Based on the foregoing, we hold that appellant's right to a speedy trial has not been violated, and we affirm his convictions.
Affirmed.
Vaught and Roaf, JJ., agree.
1 The docket entry and order of continuance reflect the rescheduled date as May 2, 2000. However, the record and notice of appeal show the date of the proceedings as May 3, 2000, but do not reflect a further order continuing the trial from May 2 to May 3.
2 During the May 3 proceedings, appellant requested that he be allowed to dismiss his attorney and stated that he had hired another attorney. The trial judge refused to allow appellant to dismiss his trial attorney at that point.
3 Our computations differed from the State's. Whereas the State found the period between June 22, 1999, through September 14, 1999, included ninety six days, we counted eighty-four days. More significantly, whereas the State found the period from September 26, 1999, through March 28, 2000, to include 152 days, we counted 184 days. By the State's calculation, a maximum of 248 days at a minimum were excludable. By our calculations, a maximum of 268 days are excludable. We use our computations throughout the remainder of this opinion.
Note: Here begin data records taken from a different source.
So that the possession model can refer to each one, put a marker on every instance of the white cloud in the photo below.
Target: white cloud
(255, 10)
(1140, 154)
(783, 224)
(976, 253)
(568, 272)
4 The trial judge did not set the March 28, 2000 date until March 17, 2000. We find no explanation in the record for the trial court's lengthy delay in rescheduling this hearing after appellant was incarcerated for failure to appear. It is the trial court's duty to reschedule hearings as expeditiously as the docket will allow. However, appellant does not question the propriety of the trial judge's delay on this basis, and does not argue that the period between September 26, 1999, and March 28, 2000, should be excluded based on the trial judge's delay in setting a new trial date. Therefore, we do not address this issue.